I know that if I emphasize too strongly what is happening in Greece I will be accused of being another Chicken Little proclaiming that “the sky is falling.” But reality is that a default by Greece on its debt obligations will likely have a serious adverse impact on us in the United States. But before I explain why let me back up a bit and give you a brief overview of what’s going on.
The Greek sovereign debt crisis has grown to the point that it is no longer a question of if Greece will default on its debt it’s now only a matter of when. It’s going to happen. Last week Standard & Poors lowered the country’s debt rating to triple C – its worst rating for any country in the world. The Greek government is teetering on collapse as massive demonstrations express their rage and frustration in the streets.

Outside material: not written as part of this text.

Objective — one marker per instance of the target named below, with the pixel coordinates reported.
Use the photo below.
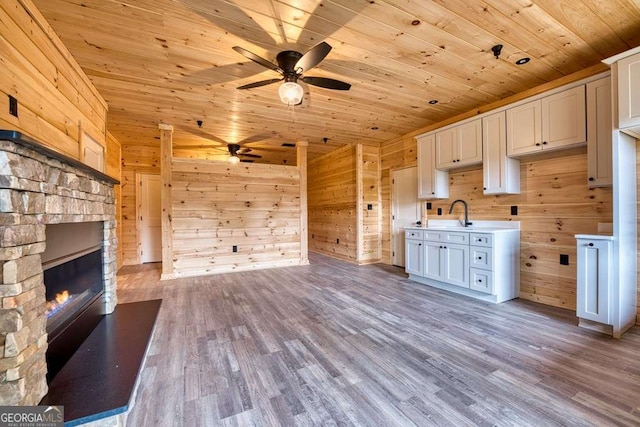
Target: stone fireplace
(39, 187)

A survey indicated that 85 percent of all Greeks would rather default on their country’s debt than institute the severe austerity measures that are being proposed for a temporary bailout. And make no mistake it is a temporary bailout. Barring an absolute miracle any bailout will only delay the inevitable. They have already tried “kicking the can down the road” too many times and at some point they will have to pay the piper.
There are three ways a default by Greece on their debt will affect us:
1. A small portion of their debt is borrowed from U.S. banks – $10 billion or about 5% of their total debt. It’s not pocket change but that amount is not a serious exposure to their debt. That can be absorbed by our banks.
2. However, U.S. banks through credit defaults swaps have indirect exposure to 56% of the total Greek debt. This represents $116 billion of the total $206 billion that Greece owes. That’s huge! Simply put, a credit default swap is default insurance. What has happened is European banks have lent money to Greece but insured their Greek loans with default insurance from U.S. banks.
So the big question is, which no one has an answer for, “Will the Greeks be able to restructure their debt (negotiate a lower interest rate, maybe a forgiveness on some of the debt, etc.) or will it be a complete default?” If it is a restructuring of debt (kind of a “soft landing”) the European banks will absorb the losses. It will not likely trigger the default insurance. If it is a complete default, then it is likely that the American banks’ credit default swaps will take the hit. And because most of those American banks who issued the credit default swaps are “too big to fail” guess who will be footing the bill?
3. As tight as credit has been over the past three years, it’s going to get even tighter if $100+ billion is taken out of U.S. banks to pay off the credit default swaps on the defaulting European bank loans to Greece. That money would better served lending to worthy businesses and individuals in the U.S. That’s the real killer concern.
Here’s my thinking on this situation:
1. Banks are hoarding cash. They are reluctant to lend to businesses, to consumers and on commercial real estate which would help get this economy going again. The potential default by Greece and others – Portugal, Ireland, and Italy are next in line – will only make matters worse if American banks are picking up the tab through credit default swaps.
2. Congress needs to enact legislation regarding credit default swaps that either bans this financial product or greatly reduces the American taxpayers’ risk if something goes horribly wrong.
3. Finally, it’s time to get tough on banks that make stupid investment decisions. The federal government should not have to provide bailout money to keep these banks solvent. Let them fail!
Sources: Time to Get Outraged, Thoughts from the Frontline by John Mauldin, June 10, 2011; Greek Debt Tsunami Could Reach U.S. Shores, MSNBC.com by John W. Schoen, June 16, 2011; Greek Crisis May Put California Bank in Play, The Street, by Dan Freed, June 16, 2011; Global Markets Shaken by Greek Debt Crisis, AlJazeera.net, June 16, 2011.